No, decididamente me niego a
caer en la nostalgia. La nostalgia me lleva irremisiblemente a la añoranza y la
añoranza a la tristeza. Y me niego a abrirle -otra vez- la puerta de mi casa a
la tristeza. Por eso me costó dios y ayuda abrir aquella caja de metal que
encontré en la buhardilla. La reconocí enseguida, claro, dentro del viejo baúl.
En ella alguien -no sé quien, quizás mi madre- había guardado recuerdos de mi
infancia. Pero había que abrirla, no fuera a ser que contuviera, además, alguna
otra cosa de más valor, algún documento importante, vaya usted a saber.
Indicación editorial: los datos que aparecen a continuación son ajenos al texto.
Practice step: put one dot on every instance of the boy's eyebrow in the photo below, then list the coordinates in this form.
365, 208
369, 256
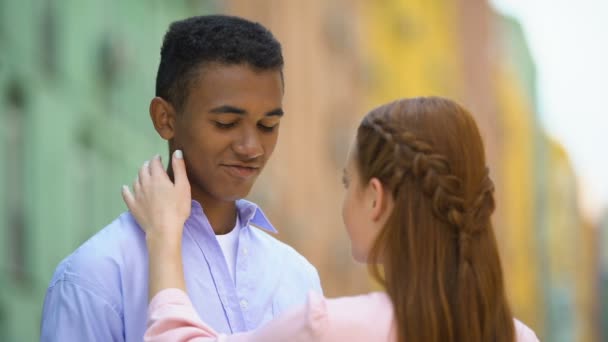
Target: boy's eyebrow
276, 112
227, 109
Me sonreí al ver la bolsa de
tela donde guardaba mi pequeña colección de soldaditos de plomo. Se conservaban
bien, con el policromado casi intacto, después de más de cuarenta años allí
acuartelados, desde aquel día en el que apareció tío Ángel con ellos, durante
uno de esos veraneos en la casa de Alicante de las hermanas de mi abuela. Fue
todo un descubrimiento para mí, uno de esos regalos que te cambian la vida. Pero
esa es otra historia…
El resto de objetos no me
causaron tanto impacto. Había por allí un par de odiosos cuadernos Rubio, de
esos que te compraban a principio de cada verano tus padres para que
practicaras matemáticas y ortografía y que, en las tardes de estío, bostezabas
sobre ellos, tratando de espantar las moscas que se posaban cerca. ¿Me lo
parece a mí o las moscas de los sesenta eran más pesadas que las de ahora?
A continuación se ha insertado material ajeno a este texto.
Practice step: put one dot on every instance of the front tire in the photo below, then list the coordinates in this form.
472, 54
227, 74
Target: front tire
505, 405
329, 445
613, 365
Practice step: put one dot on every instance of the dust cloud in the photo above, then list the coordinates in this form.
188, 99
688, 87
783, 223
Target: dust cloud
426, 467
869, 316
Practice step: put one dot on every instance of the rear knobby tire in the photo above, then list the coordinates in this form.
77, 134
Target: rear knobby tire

También había un especial de
la familia Ulises en el TBO, absolutamente amarillo, acartonado por el paso del
tiempo. ¿Por qué lo había guardado si mis preferidos eran Mortadelo y Filemón
o, mejor aun, Rompetechos? Capricho, me imagino. Había lápices y gomas de
borrar, duras como una piedra, pero la mayoría sin estrenar, muestra clara del
poco éxito de los dichosos cuadernos de problemas y letras redondilla.
No tiré nada. Al fin y al
cabo, la memoria de la gente es como un llavero con muchas llaves, más llaves
cuantas más vivencias se van acumulando. Las hay de todos los tamaños -de
puertas, de cajones, nuevas, viejas…- y en la medida de lo posible, uno elige
abrir y el paso a unos recuerdos y mantener cerrados otros. A veces el aire
cierra de golpe alguna puerta o alguna llave se parte y se queda atascada en la
cerradura, sin que puedas volver a mirar dentro. Gajes del oficio.
Lo guardé todo de nuevo,
excepto mis recuperados soldaditos de plomo y con un carrete de cuerda que
llevaba en el bolsillo, junto con un rotulador, celo bien ancho y unas tijeras,
volví a cerrar la caja -bien atada ahora-, decidido a no volver a abrirla nunca
más.
Corté un buen trozo de celo y
escribí con letras gigantes y en mayúsculas “NOSTALGIAS”.